Por eso, me gustaría proponer una premisa para todos aquellos que asistimos con preocupación a las amenazas que se ciernen sobre el futuro académico de la filosofía: deberíamos desvincular la suerte de ésta de la defensa de un statu quo educativo que no resiste el menor análisis, según se encargan de poner de manifiesto todas las instancias evaluadoras independientes.

El problema que se presenta, en mi opinión, con respecto a las asechanzas de la Lomce no se deriva tanto de las reformas en sí mismas, muchas de ellas imprescindibles para cualquiera que no se encuentre hipnotizado por el proverbial inmovilismo de nuestra exótica izquierda y sus interesados satélites psicopedagógicos, sino del hecho de que, en una sociedad tan burdamente ideologizada como la nuestra, la necesidad objetiva de reformar algo suele convertirse en la excusa perfecta para contrarreformar lo de más allá. Así, en el caso que nos ocupa, mientras se procura una presencia poco menos que testimonial de la filosofía en los planes de estudio, se propicia el regreso triunfante de la religión a los centros educativos. Con ello la derecha ofrece una de sus acostumbradas exhibiciones de inteligencia política: no sólo degrada un poco más el sistema de enseñanza que afirma querer mejorar, sino que consigue ajustarse casi milimétricamente a la caricatura más grosera que de ella presentan sus enemigos.

Somos un país que nace de la fe militante, de las banderías incondicionales, de las cruzadas contra todo aquello que despliegue un discurso diferente frente al dogma instituido. Mientras en el resto de Europa el racionalismo y el empirismo filosóficos propiciaban el desarrollo de las ciencias positivas, aquí la teología escolástica nos condenaba a un atraso en la investigación que aún perdura. Muchas de nuestras lacras históricas tienen su origen en el desprecio secular que se le ha dispensado al pensamiento.

Nuestra forma de entender la vida política aún adolece de estos vicios. Seguimos siendo, casi ontológicamente, de izquierdas o derechas. Seguimos arrojando creencias que nos blindan frente a los argumentos. Seguimos, como señalara Machado, embistiendo cuando pensamos. Por eso, si de algo está necesitada nuestra frívola democracia almodovariana es, precisamente, de una serie de pedagogías que ninguna otra disciplina puede subvenir mejor que la filosofía: el sentido de la ley, el valor del diálogo, la naturaleza de las instituciones democráticas, los cauces de la participación política. Contra el rearme de las diversas formas de fundamentalismo, la filosofía se hace más necesaria que nunca; contra el regreso obsceno de los narcisismos de las pequeñas diferencias, contra la instrumentalización puramente tecnicista de los seres (y los saberes) humanos, contra las groseras seducciones del populismo, contra el adocenamiento gregario que procuran las ideologías.

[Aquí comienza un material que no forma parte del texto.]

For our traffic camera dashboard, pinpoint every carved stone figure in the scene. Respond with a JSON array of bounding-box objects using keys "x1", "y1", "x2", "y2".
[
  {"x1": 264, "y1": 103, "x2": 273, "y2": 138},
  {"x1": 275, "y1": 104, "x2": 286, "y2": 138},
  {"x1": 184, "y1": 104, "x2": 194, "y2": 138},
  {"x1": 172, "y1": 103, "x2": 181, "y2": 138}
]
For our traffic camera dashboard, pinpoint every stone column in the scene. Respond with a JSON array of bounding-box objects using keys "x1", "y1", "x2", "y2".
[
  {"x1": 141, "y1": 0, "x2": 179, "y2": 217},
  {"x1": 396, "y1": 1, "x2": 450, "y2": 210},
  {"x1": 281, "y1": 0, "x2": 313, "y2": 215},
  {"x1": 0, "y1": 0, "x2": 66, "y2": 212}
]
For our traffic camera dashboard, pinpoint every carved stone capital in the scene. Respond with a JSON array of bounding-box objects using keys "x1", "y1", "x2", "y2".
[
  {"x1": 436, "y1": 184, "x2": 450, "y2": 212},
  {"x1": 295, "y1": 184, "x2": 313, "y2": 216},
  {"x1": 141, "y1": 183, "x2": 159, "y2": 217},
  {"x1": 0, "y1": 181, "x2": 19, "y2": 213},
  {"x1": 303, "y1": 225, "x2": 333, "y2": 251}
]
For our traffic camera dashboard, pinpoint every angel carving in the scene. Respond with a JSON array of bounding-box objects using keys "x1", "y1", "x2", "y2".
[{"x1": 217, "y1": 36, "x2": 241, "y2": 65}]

Es posible que, parafraseando a Chesterton, la filosofía sea un lujo y otros saberes una necesidad, pero evítenme tener que pronunciar qué cosa sería la vida del hombre si éste se limitara únicamente a hacer sus necesidades. Ya Ortega recordaba que "el hombre es un animal para el que sólo lo superfluo es necesario". El lujo inestimable de esa especie de saber del no saber que es la filosofía estriba en aportar una perspectiva de trascendencia que disuelve y reconstituye el orden aparente de las palabras y las cosas, de ahí que Hegel pudiera decir que "la filosofía es el mundo al revés". Incluso desde una concepción estrictamente productivista de los saberes educativos el pensamiento filosófico procura aportaciones imprescindibles: cuestiona fundamentos, relativiza presupuestos supuestamente incontrovertibles, delimita conocimientos e integra finalmente cualquier disciplina en un contexto más amplio y más rico.

Un arquitecto o un médico con formación filosófica dispondrán de un concepto más profundo del sentido de su trabajo. Pero hay cuestiones de mayor alcance: en una sociedad tan empobrecida por décadas de banalidad psicopedagógica, ¿se les va a dispensar a los jóvenes, justo a esas edades en las que el mundo se les abre en todo su horror y su belleza, del contacto con esas preguntas esenciales?: ¿qué es la verdad? ¿qué es el bien? ¿qué es la justicia? ¿qué es la belleza?